Na modernidade parece que caminhamos a passos largos rumo a uma burocratização da vida que não deixa de surpreender. No melhor estilo bovino que vamos vestindo no sentido de um trilhar a vida, fazendo um esforço imenso para que perca o que a define em sua grandeza e mistério, sua imprevisibilidade.


A psicanálise se defronta hoje com questões ligadas a novas formas de sofrimento psíquico às quais é chamada a responder na clínica contemporânea. Nesse esforço, além de estudos ligados às novas configurações de conflitos psíquicos, a psicanálise também aposta em seu ferramental teórico no sentido de pensar dinâmicas culturais e sociais, no que o psicanalista francês Jean Laplanche já denominou de esforço de psicanálise extramuros.


Vários analistas vêem contribuindo com estudos nesse sentido, além naturalmente de seus respectivos trabalhos clínicos e teóricos no enfrentamento de problemáticas trazidas por sujeitos singulares, inseridos em um campo cultural que também buscam compreender.

Desde sua fundação por Sigmund Freud, a psicanálise veio se constituindo por um lado enquanto movimento institucional e por outro também enquanto fato de cultura. Enquanto fato de cultura, é importante apontar para o fato de que ela inaugurou e constituiu historicamente uma nova concepção do sujeito humano, marcado pela sua aposta na existência de um inconsciente dinâmico que configura as formas singulares em cada um de nós de sentir, pensar, agir, enfim, como nos inserimos nas relações e no mundo humano. Fato de cultura também na medida em que ofereceu aos sujeitos na modernidade, através da difusão de seus conceitos e vocabulário no ambiente cultural, novas possibilidades de pensar sobre si mesmo, seus impasses, conflitos, dentre outras vivências.
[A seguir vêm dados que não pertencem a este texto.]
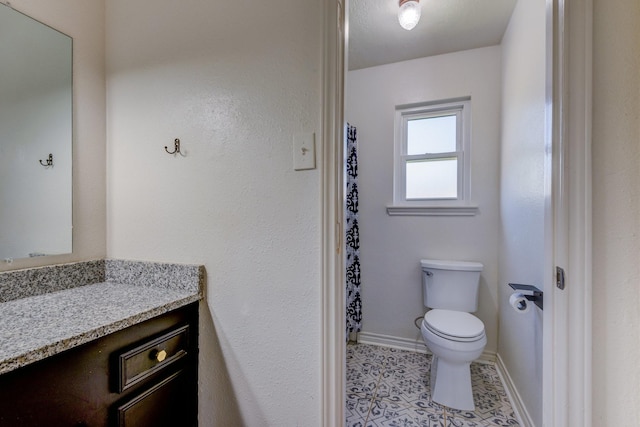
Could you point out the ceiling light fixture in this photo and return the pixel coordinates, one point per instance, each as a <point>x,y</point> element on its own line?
<point>409,13</point>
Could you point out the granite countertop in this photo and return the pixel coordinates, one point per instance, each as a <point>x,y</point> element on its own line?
<point>38,325</point>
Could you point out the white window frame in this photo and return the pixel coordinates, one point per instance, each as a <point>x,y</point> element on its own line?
<point>460,205</point>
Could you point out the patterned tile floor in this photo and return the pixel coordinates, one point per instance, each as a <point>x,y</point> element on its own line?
<point>390,387</point>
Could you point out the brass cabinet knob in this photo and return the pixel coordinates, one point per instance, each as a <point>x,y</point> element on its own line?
<point>158,355</point>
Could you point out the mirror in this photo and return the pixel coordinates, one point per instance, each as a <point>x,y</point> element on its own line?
<point>35,138</point>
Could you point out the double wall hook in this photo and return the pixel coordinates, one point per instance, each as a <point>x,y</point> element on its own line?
<point>48,162</point>
<point>176,147</point>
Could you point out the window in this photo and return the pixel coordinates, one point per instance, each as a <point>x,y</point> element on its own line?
<point>431,174</point>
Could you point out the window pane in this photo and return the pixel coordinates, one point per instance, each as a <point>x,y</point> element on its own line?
<point>431,135</point>
<point>432,179</point>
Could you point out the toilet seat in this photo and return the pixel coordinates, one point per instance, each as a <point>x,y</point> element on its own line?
<point>454,325</point>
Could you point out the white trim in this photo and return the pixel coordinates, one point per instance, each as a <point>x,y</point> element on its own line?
<point>517,404</point>
<point>333,297</point>
<point>432,210</point>
<point>461,109</point>
<point>409,344</point>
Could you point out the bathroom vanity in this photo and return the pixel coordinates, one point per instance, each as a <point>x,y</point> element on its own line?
<point>118,348</point>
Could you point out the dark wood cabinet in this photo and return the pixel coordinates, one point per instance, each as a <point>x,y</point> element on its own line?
<point>145,375</point>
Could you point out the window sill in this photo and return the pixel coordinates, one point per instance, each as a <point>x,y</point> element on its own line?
<point>432,210</point>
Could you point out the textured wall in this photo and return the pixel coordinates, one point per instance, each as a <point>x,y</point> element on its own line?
<point>522,197</point>
<point>616,213</point>
<point>84,22</point>
<point>392,246</point>
<point>234,81</point>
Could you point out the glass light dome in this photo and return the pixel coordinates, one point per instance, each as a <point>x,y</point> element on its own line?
<point>409,13</point>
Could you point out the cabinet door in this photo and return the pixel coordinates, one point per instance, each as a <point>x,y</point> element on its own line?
<point>165,404</point>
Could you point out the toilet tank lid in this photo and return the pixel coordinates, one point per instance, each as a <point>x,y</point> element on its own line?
<point>440,264</point>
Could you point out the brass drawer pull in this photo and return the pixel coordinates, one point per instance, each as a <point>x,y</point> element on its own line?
<point>158,355</point>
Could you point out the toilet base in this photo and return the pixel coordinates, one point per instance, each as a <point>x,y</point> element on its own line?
<point>451,384</point>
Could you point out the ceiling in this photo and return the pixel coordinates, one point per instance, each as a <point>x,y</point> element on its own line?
<point>376,38</point>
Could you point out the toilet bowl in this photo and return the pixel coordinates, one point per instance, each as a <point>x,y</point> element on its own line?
<point>454,335</point>
<point>456,339</point>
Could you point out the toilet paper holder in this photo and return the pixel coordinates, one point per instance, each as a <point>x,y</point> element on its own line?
<point>530,292</point>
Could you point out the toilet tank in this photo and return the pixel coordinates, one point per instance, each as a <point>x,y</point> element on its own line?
<point>451,285</point>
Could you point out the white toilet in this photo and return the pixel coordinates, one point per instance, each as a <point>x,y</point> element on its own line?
<point>454,335</point>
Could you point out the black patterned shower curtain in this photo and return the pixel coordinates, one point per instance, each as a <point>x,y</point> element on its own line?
<point>352,238</point>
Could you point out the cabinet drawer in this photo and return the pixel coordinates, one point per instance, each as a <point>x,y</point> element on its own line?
<point>164,405</point>
<point>151,356</point>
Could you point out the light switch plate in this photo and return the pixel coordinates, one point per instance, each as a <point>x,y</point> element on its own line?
<point>304,151</point>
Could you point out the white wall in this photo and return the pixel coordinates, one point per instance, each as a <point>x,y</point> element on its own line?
<point>234,81</point>
<point>392,246</point>
<point>522,197</point>
<point>616,213</point>
<point>84,22</point>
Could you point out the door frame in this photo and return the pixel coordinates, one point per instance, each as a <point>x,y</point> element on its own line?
<point>567,325</point>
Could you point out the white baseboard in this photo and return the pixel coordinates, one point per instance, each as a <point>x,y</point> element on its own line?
<point>410,345</point>
<point>517,404</point>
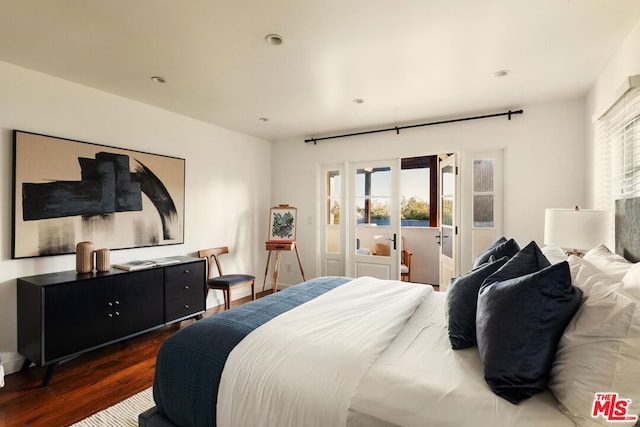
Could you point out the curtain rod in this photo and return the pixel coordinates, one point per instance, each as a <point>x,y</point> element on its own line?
<point>399,128</point>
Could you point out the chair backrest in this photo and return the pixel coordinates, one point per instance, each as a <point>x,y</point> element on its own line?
<point>381,245</point>
<point>210,254</point>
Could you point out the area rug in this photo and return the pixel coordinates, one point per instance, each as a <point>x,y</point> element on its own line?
<point>123,414</point>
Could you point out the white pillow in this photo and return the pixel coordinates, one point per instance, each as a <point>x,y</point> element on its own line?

Não podemos subestimar o impacto cultural que a psicanálise exerceu desde sua fundação e ao longo de toda a sua história até nossos dias, em que ela já conta por volta de 110 anos de idade, na medida em que encontramos dificuldade em mencionar algum campo cultural humano em que ela não tenha tido influência, tal como por exemplo na pintura, escultura, literatura, filosofia, dentre outras manifestações do psiquismo humano. Ao longo desses anos ela foi e é objeto de interesse não somente por aqueles que buscaram se tornar psicanalistas, mas também por toda uma gama de grandes mentes em vários campos ao longo do século vinte, tais como Albert Einstein, Pablo Picasso, Thomas Mann, H.Hesse, Salvador Dali, dentre muitos outros. Não foi certamente à toa que em 1936, quando de seu aniversário de 80 anos, Freud recebeu uma carta de congratulações por sua obra tendo mais de 140 signatários do porte dos mencionados acima.


No interior do movimento psicanalítico, a produção teórica de grandes nomes tais como Sandor Ferenczi, Melanie Klein, Donald Woods Winnicott, Wilfred Ruprecht Bion, Jacques Lacan, Ogden, Bowlby, Karen Horney, Françoise Dolto, além de muitos outros, fizeram com que a psicanálise de muitas formas pudesse responder ao sofrimento do sujeito humano ao longo de mais de um século de vida, reeditando a saga freudiana em busca dos mistérios do existir humano, da dor que esse existir parece implicar.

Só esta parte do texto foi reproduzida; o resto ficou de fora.